Di hamparan Arab Saudi yang luas dan gersang pada tahun 1948, seorang wanita Baduy berdiri tegak dan anggun, menggendong anaknya di dekat hatinya. Gurun, dengan bukit pasir yang tak berujung dan sinar matahari yang tiada henti, adalah rumahnya---tanah di mana kelangsungan hidup bergantung pada ketahanan dan hubungan mendalam dengan bumi dan langit.Â
Kehidupannya, seperti halnya nenek moyangnya, dibentuk oleh ritme gurun, di mana setiap hari merupakan bukti kekuatan dan kemampuan beradaptasi masyarakat Baduy. Pakaian tradisionalnya, terbuat dari kain mengalir yang melindunginya dari cuaca gurun yang keras, lebih dari sekadar pakaian. Itu adalah permadani sejarah, ditenun dengan benang warisan sukunya. Corak dan warna yang menghiasi pakaiannya bukan sekedar hiasan melainkan simbol identitas sukunya, menceritakan kisah tentang garis keturunan, kehormatan, dan tanah yang mereka sebut sebagai rumah.Â
Cadar yang menutupi sebagian wajahnya hanya memperlihatkan matanya---mata yang menahan kedalaman gurun itu sendiri, garang dan penuh kasih sayang, mencerminkan kekuatan tak tergoyahkan yang dibutuhkan untuk membesarkan sebuah keluarga di lingkungan yang penuh tuntutan. Anak dalam pelukannya, dengan mata terbelalak penuh keheranan, adalah pusat dunianya. Di tengah luasnya gurun pasir, kehidupan kecil ini menjadi mercusuar harapan dan kesinambungan.Â
Energi tenang dan protektif wanita itu terlihat jelas, sebuah janji diam-diam bahwa anaknya akan tumbuh dengan mempelajari cara-cara orang Badui.
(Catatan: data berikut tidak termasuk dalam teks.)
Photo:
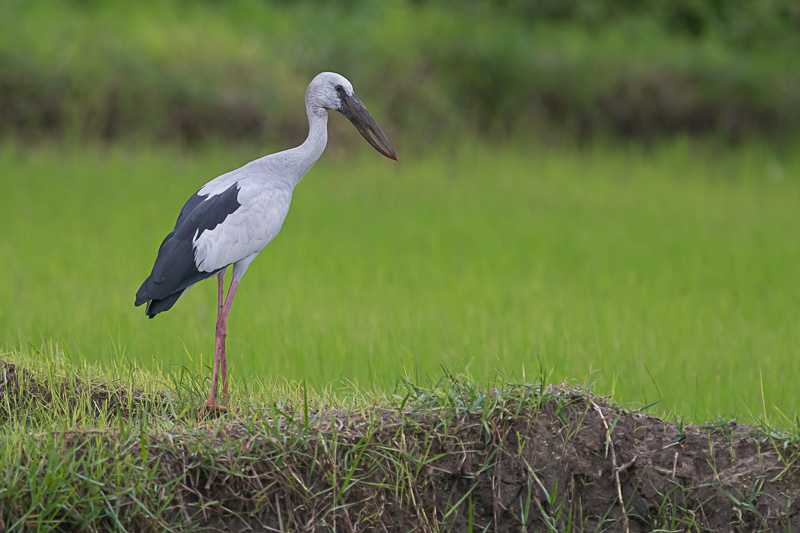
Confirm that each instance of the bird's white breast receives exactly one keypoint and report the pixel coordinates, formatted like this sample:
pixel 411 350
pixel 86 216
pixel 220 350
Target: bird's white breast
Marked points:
pixel 247 230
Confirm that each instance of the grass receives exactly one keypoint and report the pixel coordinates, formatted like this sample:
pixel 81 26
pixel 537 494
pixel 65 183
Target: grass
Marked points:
pixel 663 275
pixel 450 454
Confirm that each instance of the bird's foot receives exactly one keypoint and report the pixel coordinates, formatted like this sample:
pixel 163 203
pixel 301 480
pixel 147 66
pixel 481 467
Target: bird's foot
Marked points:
pixel 211 407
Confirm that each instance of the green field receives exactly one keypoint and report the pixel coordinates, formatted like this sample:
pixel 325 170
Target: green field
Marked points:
pixel 666 273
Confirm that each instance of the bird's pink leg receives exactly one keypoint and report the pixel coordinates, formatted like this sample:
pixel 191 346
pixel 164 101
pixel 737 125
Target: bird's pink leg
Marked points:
pixel 220 362
pixel 221 333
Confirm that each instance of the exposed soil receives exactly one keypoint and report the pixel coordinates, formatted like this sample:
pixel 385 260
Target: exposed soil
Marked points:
pixel 535 462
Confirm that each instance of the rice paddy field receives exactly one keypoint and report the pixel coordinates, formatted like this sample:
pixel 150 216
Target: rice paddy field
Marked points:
pixel 665 274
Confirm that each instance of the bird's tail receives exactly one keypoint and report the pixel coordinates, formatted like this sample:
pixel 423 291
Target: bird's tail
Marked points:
pixel 155 305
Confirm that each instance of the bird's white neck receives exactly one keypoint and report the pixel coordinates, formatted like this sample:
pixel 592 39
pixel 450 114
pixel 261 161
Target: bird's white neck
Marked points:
pixel 295 162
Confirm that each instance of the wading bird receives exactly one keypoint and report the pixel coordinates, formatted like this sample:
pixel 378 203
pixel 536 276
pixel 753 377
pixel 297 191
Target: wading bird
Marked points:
pixel 234 216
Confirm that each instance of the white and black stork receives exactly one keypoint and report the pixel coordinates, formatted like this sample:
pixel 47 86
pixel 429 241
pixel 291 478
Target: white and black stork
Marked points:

Dia akan mengajari anak itu lagu-lagu nenek moyang mereka, melodi yang akan dibawakan oleh angin gurun, menggemakan kisah-kisah tentang orang-orang yang pernah menjelajahi negeri ini dengan martabat dan keanggunan yang sama seperti yang dia wujudkan sekarang.Â
Kehidupan masyarakat Baduy adalah pergerakan yang konstan, ditentukan oleh musim dan kebutuhan ternak mereka. Wanita ini bukan sekadar seorang ibu; dia adalah kunci utama kehidupan nomaden keluarganya. Dia mengelola tenda, menyiapkan makanan, dan, yang paling penting, mewariskan kebijaksanaan yang sangat berharga untuk bertahan hidup di gurun pasir.Â
Pengetahuannya sama luasnya dengan pemandangan di sekitarnya---dia tahu dimana menemukan air, cara membaca pasir yang bergerak, dan kapan badai pasir akan datang. Keterampilan ini tidak hanya bersifat praktis; mereka penting untuk kelangsungan hidup keluarganya dan kelanjutan cara hidup mereka.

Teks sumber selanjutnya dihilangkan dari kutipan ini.